Because there is no existing automated process to identify and
correlate the identities across those multiple user stores and
de-duplicate the identity mapping to accounts across the
enterprise, these identities remain disconnected. As a result, the
enterprise organization and/or the user may be shortchanged (e.g.,
benefits received/provided).
[0015] Embodiments of the present disclosure are generally directed
to providing automated correlation and deduplication of identities.
During the user enrollment process, a requesting system captures
user attributes that can be utilized to determine if a particular
user already has an account/identity. The requesting system sends a
message with a portion of the identifying attributes across a
message bus that other identity providers receive. In response, the
other identity providers provide a listing of potential matches
that are processed by a correlation engine to predict the
likelihood of a potential match being the particular user. To do
so, the correlation engine analyzes a number of variables about
each potential match (e.g., freshness of the data that the
potential match is based on, strength of the potential match,
number of independent attributes that match, etc.).

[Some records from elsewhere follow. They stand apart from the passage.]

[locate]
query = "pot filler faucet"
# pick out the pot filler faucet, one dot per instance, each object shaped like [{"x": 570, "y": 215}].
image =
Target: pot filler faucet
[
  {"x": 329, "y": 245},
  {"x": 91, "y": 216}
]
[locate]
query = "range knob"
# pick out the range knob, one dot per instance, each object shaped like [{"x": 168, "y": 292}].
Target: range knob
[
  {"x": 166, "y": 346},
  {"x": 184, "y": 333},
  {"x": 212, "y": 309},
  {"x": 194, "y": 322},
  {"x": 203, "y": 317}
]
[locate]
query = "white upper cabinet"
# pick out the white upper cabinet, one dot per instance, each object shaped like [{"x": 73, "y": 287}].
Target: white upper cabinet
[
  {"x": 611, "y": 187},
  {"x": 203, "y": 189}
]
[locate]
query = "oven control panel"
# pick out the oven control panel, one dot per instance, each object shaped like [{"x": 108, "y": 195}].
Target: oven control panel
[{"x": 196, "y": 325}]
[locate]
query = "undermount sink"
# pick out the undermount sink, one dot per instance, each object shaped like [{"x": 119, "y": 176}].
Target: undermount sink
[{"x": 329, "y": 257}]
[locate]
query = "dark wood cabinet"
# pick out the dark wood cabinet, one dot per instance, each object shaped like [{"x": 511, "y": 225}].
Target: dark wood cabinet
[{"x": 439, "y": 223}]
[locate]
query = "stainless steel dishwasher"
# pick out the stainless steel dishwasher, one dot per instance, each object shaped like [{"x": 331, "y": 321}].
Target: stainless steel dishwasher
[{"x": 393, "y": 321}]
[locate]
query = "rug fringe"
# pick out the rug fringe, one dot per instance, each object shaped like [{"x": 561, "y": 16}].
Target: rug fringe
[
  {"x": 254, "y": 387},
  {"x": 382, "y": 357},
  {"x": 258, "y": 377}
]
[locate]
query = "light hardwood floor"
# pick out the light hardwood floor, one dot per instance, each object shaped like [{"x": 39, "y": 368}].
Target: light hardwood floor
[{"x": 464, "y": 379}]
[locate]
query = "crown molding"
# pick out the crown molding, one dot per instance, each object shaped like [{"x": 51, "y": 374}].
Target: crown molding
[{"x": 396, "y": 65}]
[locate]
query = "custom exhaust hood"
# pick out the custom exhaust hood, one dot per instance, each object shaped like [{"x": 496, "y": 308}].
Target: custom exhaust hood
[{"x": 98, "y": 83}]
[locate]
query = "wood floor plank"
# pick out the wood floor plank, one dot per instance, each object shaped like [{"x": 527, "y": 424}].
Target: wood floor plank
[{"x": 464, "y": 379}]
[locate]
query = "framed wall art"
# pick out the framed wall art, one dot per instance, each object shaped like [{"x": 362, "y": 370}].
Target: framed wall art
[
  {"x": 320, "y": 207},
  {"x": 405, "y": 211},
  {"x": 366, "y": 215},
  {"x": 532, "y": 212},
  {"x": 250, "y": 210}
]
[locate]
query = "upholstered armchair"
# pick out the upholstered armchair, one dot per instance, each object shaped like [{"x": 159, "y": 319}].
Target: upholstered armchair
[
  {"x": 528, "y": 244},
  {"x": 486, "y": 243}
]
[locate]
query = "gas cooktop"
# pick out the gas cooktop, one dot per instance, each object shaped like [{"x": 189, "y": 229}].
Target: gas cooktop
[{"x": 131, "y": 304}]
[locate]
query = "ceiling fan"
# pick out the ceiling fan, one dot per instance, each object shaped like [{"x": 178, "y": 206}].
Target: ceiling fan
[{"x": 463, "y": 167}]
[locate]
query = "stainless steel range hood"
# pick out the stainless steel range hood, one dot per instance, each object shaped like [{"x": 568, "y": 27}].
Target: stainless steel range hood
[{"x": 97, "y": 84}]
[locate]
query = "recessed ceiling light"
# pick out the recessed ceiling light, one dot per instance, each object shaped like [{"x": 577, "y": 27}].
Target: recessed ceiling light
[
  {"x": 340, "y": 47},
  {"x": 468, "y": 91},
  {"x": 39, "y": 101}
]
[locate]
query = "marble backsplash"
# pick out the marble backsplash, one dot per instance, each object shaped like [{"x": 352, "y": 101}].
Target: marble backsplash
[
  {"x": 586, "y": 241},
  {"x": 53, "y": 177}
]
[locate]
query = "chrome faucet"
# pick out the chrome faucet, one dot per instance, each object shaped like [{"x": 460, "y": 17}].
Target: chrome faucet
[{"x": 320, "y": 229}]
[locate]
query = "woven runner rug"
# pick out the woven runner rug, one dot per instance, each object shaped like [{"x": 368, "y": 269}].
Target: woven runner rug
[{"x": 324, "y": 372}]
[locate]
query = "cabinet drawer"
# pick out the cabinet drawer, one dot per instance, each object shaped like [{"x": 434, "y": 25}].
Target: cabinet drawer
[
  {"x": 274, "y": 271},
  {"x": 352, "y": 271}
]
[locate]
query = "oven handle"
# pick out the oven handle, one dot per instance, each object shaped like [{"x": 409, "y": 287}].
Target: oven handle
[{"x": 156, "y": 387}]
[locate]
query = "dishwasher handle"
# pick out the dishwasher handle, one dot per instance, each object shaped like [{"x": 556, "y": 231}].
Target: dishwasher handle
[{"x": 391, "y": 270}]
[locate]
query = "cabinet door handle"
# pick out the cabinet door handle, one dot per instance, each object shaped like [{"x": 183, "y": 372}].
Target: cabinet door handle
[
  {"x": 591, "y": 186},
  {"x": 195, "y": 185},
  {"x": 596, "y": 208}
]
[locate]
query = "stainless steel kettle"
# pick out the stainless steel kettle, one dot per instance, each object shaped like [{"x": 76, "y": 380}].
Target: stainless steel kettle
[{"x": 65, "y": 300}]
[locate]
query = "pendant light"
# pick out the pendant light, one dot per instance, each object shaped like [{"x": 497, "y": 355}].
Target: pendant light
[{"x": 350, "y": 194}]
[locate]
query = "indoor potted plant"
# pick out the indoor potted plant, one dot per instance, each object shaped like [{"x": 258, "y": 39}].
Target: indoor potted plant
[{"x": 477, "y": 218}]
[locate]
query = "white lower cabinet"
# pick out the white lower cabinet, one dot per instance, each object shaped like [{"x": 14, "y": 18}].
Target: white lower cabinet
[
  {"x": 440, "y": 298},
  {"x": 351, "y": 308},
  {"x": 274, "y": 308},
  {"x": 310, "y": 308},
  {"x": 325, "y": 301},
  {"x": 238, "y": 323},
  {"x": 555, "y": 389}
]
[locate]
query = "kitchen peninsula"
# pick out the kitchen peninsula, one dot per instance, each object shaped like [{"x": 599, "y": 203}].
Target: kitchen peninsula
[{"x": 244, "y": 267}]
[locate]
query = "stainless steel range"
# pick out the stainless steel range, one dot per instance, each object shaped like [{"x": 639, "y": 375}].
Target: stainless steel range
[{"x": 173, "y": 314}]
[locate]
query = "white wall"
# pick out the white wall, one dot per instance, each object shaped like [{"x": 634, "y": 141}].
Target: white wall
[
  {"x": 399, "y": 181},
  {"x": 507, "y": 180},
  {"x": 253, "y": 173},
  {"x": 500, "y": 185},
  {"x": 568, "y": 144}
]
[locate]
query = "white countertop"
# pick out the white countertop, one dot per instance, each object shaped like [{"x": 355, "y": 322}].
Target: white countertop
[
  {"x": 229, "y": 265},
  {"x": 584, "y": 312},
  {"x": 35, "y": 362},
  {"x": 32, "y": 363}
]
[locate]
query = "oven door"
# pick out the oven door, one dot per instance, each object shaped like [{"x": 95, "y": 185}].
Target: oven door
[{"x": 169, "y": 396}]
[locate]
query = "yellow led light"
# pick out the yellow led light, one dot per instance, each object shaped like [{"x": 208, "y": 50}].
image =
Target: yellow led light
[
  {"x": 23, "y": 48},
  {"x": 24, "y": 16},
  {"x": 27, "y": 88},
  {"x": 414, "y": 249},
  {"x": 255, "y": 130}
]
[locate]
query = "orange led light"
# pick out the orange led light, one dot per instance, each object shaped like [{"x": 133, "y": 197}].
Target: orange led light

[0016] If the likelihood reaches a predetermined threshold, the
corresponding potential match is correlated to the particular user
through a mapped linkage and recorded in an identity repository. If
the likelihood does not reach a predetermined threshold, the
corresponding potential match is dismissed as not being
sufficiently likely that a correlation exists or resubmitted
through the process as needing additional clarifying details. In
this way, a single identity can be mapped to each user account
corresponding to a particular user, or more simply, one identity
can be used across the enterprise for one user. The matching
correlation threshold may vary based on the risk of identity or
monetary fraud or other risk factors.
[0017] Accordingly, one embodiment of the present disclosure is
directed to a non-transitory computer storage medium storing
computer-useable instructions that, when used by a computing
device, cause the computing device to perform operations to
facilitate automated correlation and deduplication of identities.
The operations include receiving identity attributes associated
with a new user account from a requesting system. The operations
also include communicating a portion of the received identity
attributes to an identity provider. The operations further include
receiving a potentially matching user account from the identity
provider. The potentially matching user account includes local
identity attributes and is based on a comparison of the portion of
received identity attributes to the local identity attributes. The
operations also include analyzing a freshness of the local identity
attributes for the received potentially matching user account, a
quality of the received potentially matching user account, or a
number of identity attributes corresponding to the received
potentially matching user account to determine a likely matching
user account. The operations further include establishing a mapped
linkage between the new user account and the determined likely
matching user account for storage in an identity repository.
[0018] In another embodiment, the present disclosure is directed to
a computer-implemented method to facilitate automated correlation
and deduplication of identities. The method comprises receiving
identity attributes associated with a new user account from a
requesting system. The method also comprises communicating a
portion of the received identity attributes to an identity
provider. The method further comprises receiving a potentially
matching user account from the identity provider. The potentially
matching user account comprises local identity attributes and is
based on a comparison of the portion of received identity
attributes to the local identity attributes. The method also
comprises analyzing the potentially matching user account to
predict a likelihood of the potentially matching user account being
a likely matching user account. The method further comprises, upon
the likelihood not meeting a predetermined threshold, requesting
additional identity attributes from the user via the requesting
system.
[0019] In yet another embodiment, the present disclosure is
directed to a system for facilitating automated correlation and
deduplication of identities. The system includes a processor and a
computer storage medium storing computer-useable instructions that,
when used by the processor, cause the processor to determine that
identity attributes associated with a new user account received
from a requesting system correspond to a potentially matching user
account. The potentially matching user account is received from an
identity provider and is based on a comparison of the identity
attributes to local identity attributes associated with an
established user account known by the identity provider. The
potentially matching user account is analyzed to predict a
likelihood of the potentially matching user account being a likely
matching user account. Upon the likelihood meeting a predetermined
threshold, a mapped linkage is established between the new user
account and the likely matching user account for storage in an
identity repository. Upon the likelihood not meeting a
predetermined threshold, additional identity attributes are
requested from the user via the requesting system.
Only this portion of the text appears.